Cities around Pakistan came to a standstill on Friday as tens of thousands of people poured onto the streets in a government-led demonstration of solidarity with the disputed region of Kashmir, after India revoked its autonomy this month.
The Pakistani national anthem and an anthem for Kashmir played across television and radio, while traffic came to a standstill, and trains stopped, as part of Prime Minister Imran Khan's campaign to draw global attention to the plight of the divided Himalayan region.
"We are with them in their testing times. The message that goes out of here today is that as long as Kashmiris don't get freedom, we will stand with them," Khan told thousands of demonstrators in the capital, Islamabad.

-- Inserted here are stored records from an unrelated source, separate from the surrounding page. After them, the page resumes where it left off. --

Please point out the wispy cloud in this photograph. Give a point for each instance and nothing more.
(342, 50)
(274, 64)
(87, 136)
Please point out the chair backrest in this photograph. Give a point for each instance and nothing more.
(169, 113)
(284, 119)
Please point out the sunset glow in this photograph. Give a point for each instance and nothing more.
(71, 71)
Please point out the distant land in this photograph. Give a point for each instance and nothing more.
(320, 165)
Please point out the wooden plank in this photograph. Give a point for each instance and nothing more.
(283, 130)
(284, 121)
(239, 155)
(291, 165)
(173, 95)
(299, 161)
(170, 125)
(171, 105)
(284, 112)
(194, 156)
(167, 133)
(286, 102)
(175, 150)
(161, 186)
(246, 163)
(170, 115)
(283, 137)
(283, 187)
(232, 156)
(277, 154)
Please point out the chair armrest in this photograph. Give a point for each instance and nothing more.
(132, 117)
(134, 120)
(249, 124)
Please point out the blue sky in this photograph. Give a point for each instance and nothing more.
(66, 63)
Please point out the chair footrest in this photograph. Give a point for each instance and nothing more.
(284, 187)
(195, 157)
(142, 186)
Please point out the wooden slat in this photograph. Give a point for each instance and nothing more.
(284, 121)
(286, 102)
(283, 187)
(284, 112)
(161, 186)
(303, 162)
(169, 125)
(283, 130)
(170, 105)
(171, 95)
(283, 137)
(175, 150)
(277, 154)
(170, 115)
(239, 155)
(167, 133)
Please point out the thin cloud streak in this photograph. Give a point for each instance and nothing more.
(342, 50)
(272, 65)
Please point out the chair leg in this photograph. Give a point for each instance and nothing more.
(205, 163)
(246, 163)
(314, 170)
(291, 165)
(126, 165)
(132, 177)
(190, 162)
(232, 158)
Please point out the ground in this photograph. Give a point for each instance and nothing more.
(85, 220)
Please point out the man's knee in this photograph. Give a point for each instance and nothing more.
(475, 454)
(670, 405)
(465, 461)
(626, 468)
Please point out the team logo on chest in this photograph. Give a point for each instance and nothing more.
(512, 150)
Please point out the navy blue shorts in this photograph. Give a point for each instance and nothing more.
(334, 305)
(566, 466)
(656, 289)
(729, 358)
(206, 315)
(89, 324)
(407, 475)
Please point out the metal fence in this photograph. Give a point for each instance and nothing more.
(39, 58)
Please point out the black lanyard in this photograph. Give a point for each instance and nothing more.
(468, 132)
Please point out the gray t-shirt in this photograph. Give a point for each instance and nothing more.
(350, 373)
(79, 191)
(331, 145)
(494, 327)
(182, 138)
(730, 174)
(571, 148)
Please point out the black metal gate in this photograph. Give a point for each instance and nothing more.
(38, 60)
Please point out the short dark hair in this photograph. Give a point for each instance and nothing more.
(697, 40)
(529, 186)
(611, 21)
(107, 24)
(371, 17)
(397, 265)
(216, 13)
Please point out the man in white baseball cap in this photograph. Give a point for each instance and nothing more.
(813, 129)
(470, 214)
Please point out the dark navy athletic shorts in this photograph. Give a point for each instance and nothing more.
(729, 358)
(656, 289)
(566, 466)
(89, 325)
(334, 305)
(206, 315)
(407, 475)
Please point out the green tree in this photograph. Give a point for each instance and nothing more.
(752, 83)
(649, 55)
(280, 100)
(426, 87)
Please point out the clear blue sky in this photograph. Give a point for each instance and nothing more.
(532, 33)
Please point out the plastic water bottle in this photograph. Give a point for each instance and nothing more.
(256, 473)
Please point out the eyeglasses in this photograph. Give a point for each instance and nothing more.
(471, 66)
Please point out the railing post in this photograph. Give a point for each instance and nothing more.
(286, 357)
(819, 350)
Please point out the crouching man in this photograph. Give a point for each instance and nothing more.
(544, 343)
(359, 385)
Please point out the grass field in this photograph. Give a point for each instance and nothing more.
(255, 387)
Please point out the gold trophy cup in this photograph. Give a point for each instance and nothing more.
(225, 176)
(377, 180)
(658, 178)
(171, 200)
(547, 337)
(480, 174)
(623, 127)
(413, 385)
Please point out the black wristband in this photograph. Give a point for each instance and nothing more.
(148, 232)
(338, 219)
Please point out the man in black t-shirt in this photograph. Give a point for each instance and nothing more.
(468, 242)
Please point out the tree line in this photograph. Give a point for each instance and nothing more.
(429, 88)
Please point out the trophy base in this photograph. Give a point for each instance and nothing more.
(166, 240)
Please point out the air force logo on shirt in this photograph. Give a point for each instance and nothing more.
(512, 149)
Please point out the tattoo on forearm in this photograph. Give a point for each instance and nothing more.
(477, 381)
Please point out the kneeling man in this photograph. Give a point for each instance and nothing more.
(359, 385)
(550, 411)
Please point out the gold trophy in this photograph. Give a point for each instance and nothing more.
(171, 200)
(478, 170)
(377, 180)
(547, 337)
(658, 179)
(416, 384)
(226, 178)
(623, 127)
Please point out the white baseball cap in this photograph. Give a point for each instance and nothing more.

Muslim-majority Kashmir has long been a flashpoint between nuclear-armed Indian and Pakistan.
Both countries rule parts of Kashmir while claiming it in full. They have fought two of their three wars over it.
The day of action is Khan's latest attempt to draw global attention to Kashmir and highlight what Pakistan says is India's heavy-handed occupation of the region.
India stripped its part of Kashmir of a special status on Aug. 5, blocking the right of the Indian state of Jammu and Kashmir to frame its own laws and allowing non-residents to buy property there. The government said the reform would facilitate Kashmir's development, to the benefit of all.
But the move angered many residents of the region, which has been under a security clamp-down ever since with telephone lines, internet and television networks blocked and restrictions on movement and assembly.
Pakistan has sought the support of the United States, former colonial power Britain and others to press India over Kashmir.
"As we take up the issue at diplomatic levels, we also want to show the world and the Kashmiri people that they're not alone in their struggle," a former foreign minister, Khurshid Mahmud Kasuri, told a television channel.
'TALL ORDER'
But despite the effort to put Kashmir on the global agenda, Pakistan is increasingly running out of options, foreign affairs analysts say.
Khan has said the Pakistani military is ready to respond, but analysts say Pakistan will avoid a war it cannot afford at all costs as its economy slows.
India remains dead set against any outside interference in the issue. In July, U.S. President Donald Trump told reporters Indian Prime Minister Narendra Modi had asked him to be a mediator on Kashmir. India denied it.
Trump later said that the issue needed to be sorted out between the two countries and the U.N. Security Council did not issue a statement on the dispute, after China requested one.
India has battled separatist militants in its part of Kashmir since the late 1980s, accusing Muslim Pakistan of supporting the insurgents.
Pakistan denies that, saying it only offers political support to the people of Kashmir.
But there are also questions about Pakistan's attempts to draw attention to the suffering of Kashmiris, and cast itself in the role of a responsible international actor, given its long record of supporting various militant groups as proxies in its rivalry with India.
"Pakistan has a global image problem, and it struggles to earn trust and support on the global stage - in contrast to India, which despite its heavy-handed policies in Kashmir enjoys much more trust and favourability internationally," said Michael Kugelman, from the Woodrow Wilson Center think-tank in Washington.
"Let's be clear: Pakistan's international campaign will be a mighty heavy lift and a very tall order."
The crisis over Kashmir also comes as Pakistan is under pressure from the international watchdog the Financial Action Task Force (FATF) to show that it is cracking down on militant groups.
The watchdog placed Pakistan on a "grey list" of countries with inadequate terrorism-funding controls last year, which could curb investment or even attract sanctions if it is down-graded further.
Officials in Pakistan say it is working to show it is behaving responsibly and they rejects suggestion that there could be a temptation to use militants as proxies against India now.
"We would be insane to do that," said one senior official.